RADIOGRAPHY SOURCE CABLE DISCONNECTED FROM SOURCE

"On February 21, 2017, DBI Inc. had an industrial radiography source disconnect incident occur while at a pipeline customer's field site in Rutledge, MO (approx. 4hrs. from Overland Park, KS office). At approximately 1323 CST during the crew's first source retraction it was determined that the source had become disconnected from the drive cable. The crew immediately recognized the situation through the use of their dosimetry equipment and established the emergency 2 mR/hr boundaries.

"The Corporate Radiation Safety Officer (CRSO) was immediately notified of the issue. The CRSO informed the crew to maintain surveillance of the restricted area barricades and to wait until he arrived before any further actions were taken. The CRSO arrived at the job site at approximately 1705 CST to retrieve the source.

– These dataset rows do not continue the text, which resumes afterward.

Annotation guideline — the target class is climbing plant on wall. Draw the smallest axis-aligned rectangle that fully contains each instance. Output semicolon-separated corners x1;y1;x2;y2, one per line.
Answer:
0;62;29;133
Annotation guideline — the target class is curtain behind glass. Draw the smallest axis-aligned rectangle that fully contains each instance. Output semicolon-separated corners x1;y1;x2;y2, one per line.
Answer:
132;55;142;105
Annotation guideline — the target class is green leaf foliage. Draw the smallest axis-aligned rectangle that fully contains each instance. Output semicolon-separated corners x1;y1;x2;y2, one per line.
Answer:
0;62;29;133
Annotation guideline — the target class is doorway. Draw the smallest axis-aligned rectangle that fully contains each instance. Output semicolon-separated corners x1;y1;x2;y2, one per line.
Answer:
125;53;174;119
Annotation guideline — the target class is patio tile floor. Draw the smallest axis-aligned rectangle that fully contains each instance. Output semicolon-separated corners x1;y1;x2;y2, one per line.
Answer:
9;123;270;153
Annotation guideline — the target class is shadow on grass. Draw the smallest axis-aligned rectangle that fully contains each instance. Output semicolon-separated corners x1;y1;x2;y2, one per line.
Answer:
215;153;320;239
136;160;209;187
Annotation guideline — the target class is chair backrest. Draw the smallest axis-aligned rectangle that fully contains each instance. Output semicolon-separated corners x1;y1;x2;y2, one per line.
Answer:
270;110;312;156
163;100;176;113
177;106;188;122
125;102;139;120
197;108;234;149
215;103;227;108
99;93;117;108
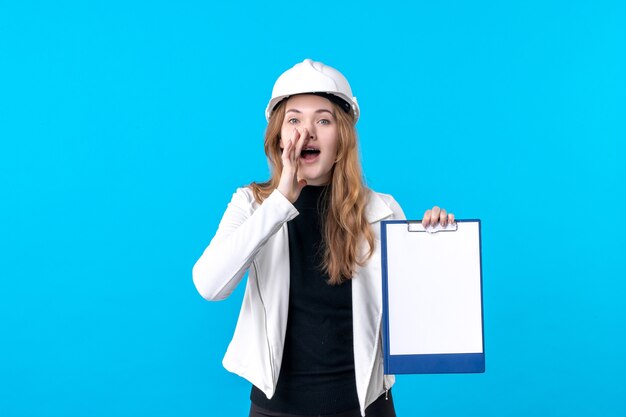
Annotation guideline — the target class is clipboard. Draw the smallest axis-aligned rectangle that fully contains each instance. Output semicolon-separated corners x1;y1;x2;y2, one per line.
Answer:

The source was secured back into the exposure device by 1730 CST. The CRSO received less than 1 mR during the retrieval procedure.

"Listed below are the manufacturer and model number of equipment involved in the incident:
- QSA Global 880 Delta Exposure Device
- QSA Global lr-192 Source (45 Curies) Model A424-9
- QSA Global 35 foot Extreme Weather Control Cables
- QSA Global 7 foot Extreme Weather Source Tube with a 4hvl Collimator

"The level II radiographer involved holds a current Iowa Industrial Radiographer Trainer Card and the assistant is a trainee."